Personal information
- Full name: Maurice Edelston
- Date of birth: 27 April 1918
- Place of birth: Hull, England
- Date of death: 30 January 1976 (aged 57)
- Place of death: Tilehurst, England
- Position: Inside forward

Senior career*
- Years: Team / Apps / (Gls)
- 1935–1937: Fulham / 3 / (0)
- Wimbledon
- 1937–1938: Brentford / 21 / (6)
- Corinthian
- 1939–1952: Reading / 205 / (72)
- 1952–1953: Northampton Town / 40 / (17)

International career
- 1936: Great Britain / 2 / (0)
- 1937–1947: England Amateurs / 8 / (7)
- 1941–1942: England (wartime) / 5 / (1)

= Maurice Edelston =

English footballer

Maurice Edelston (27 April 1918 – 30 January 1976) was an English footballer, who later became a sports commentator. Born in Hull, England, he was son of the Hull City footballer Joe Edelston.
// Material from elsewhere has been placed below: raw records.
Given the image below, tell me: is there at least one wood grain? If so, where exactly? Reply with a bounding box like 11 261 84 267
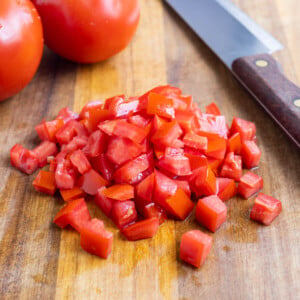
0 0 300 300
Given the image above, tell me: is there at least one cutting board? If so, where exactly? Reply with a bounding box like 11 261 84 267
0 0 300 300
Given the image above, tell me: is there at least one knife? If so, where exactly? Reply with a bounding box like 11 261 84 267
165 0 300 148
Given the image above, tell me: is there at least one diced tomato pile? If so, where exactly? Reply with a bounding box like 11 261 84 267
11 86 281 267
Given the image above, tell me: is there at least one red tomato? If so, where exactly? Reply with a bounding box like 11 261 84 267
10 144 39 174
121 217 159 241
80 219 113 258
0 0 44 101
143 203 167 225
33 0 140 63
53 198 91 232
180 230 212 268
164 189 194 220
70 150 92 174
196 195 227 232
250 193 282 225
59 186 84 202
33 141 57 168
77 169 108 195
32 170 56 195
103 184 134 201
94 186 115 217
217 177 237 201
220 152 242 181
111 201 137 228
238 172 263 199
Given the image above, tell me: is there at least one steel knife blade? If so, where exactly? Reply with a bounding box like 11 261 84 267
165 0 300 148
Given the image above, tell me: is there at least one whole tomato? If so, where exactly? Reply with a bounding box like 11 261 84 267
32 0 140 63
0 0 44 101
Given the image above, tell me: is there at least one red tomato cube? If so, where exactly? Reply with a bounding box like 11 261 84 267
80 219 113 258
217 177 237 201
106 137 142 165
196 195 227 232
54 198 91 232
164 189 194 220
241 141 261 169
227 132 242 154
190 165 217 197
143 203 167 225
94 186 115 218
180 230 212 268
33 141 57 168
230 117 256 141
121 217 159 241
102 184 134 201
32 170 56 195
77 169 108 196
10 144 39 174
238 172 263 199
59 186 84 202
147 92 175 118
70 149 91 174
114 154 150 184
220 152 243 181
153 170 177 207
250 193 282 225
111 201 137 228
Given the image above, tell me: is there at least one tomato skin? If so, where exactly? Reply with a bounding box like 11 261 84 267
103 184 134 201
77 169 108 196
217 177 237 201
70 150 92 174
143 203 168 225
230 117 256 142
196 195 227 232
220 152 242 181
54 198 91 232
164 188 194 220
10 144 39 174
94 186 115 218
241 141 261 169
238 172 263 199
250 193 282 225
180 230 212 268
59 186 85 202
121 217 159 241
33 141 57 168
32 170 56 196
80 219 113 258
33 0 140 63
111 201 137 228
0 0 44 101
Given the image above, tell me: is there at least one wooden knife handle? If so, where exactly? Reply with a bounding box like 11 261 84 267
232 54 300 148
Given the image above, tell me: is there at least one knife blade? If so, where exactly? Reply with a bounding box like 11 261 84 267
165 0 300 148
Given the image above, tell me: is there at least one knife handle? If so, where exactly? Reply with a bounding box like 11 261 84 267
232 54 300 148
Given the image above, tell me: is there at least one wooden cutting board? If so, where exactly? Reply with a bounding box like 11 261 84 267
0 0 300 300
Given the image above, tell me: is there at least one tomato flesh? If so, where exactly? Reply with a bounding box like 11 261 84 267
103 184 134 201
238 171 263 199
250 193 282 225
53 198 91 232
180 230 212 268
10 144 39 174
111 201 137 228
121 217 159 241
80 219 113 258
217 177 237 201
32 170 56 195
196 195 227 232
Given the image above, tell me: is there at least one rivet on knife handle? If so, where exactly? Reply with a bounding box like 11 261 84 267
232 54 300 148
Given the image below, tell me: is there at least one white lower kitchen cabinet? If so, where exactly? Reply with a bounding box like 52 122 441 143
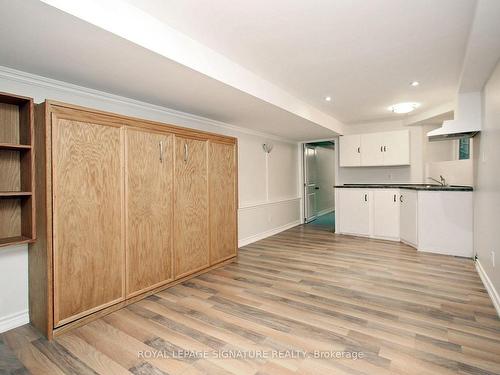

At the age of 18, he played in the football tournament in the 1936 Berlin Olympics for Great Britain.

== Playing career ==
Edelston played league football with Fulham and Brentford (following his father, Joe Edelston, then a coach, to both clubs), non-league football with Wimbledon and Corinthian and in April 1939 he joined Reading (where his father was manager) and played for them successfully as an inside forward until 1952. At international level, he represented Great Britain at the 1936 Summer Olympics, scored seven goals in eight games for England Amateurs and won five wartime caps for England. He finished his playing career at Northampton Town in 1953.

== Broadcasting career ==
Around the late 1950s he went into broadcasting and was a regular BBC radio commentator by 1960. During the 1960s he also commentated for BBC television and Southern Television. Although most of his commentaries were on football, he also covered tennis, especially Wimbledon.

He was a summariser on England's 1966 FIFA World Cup victory as well as the FA Cup Final in 1967 and 1968. He commentated on the event from 1969 to 1975. He reached his peak around the late 1960s and early 1970s, when he was broadcasting almost every week, covering European finals and England matches, as well as a number of league title deciders (Arsenal's victory at Tottenham Hotspur in 1971, and Wolves' defeat of Leeds which handed the title to Derby County in 1972). He also co-wrote the books Masters of Soccer and Wickets, Tries and Goals.

By the mid-1970s, his career was somewhat in decline as the emergence of Alan Parry was denying him the chance to commentate on matches such as England vs Scotland in 1975, and the controversial European Cup final in which Bayern Munich beat Leeds United four days later. However, he continued to cover tennis during the summer of 1975 and was still broadcasting regularly when he died suddenly from a heart attack in Tilehurst on 30 January 1976, aged 57.

== Legacy ==
A library at the Reading Blue Coat School is named after him, as is an award that Reading present to the outstanding schoolboy in their Academy.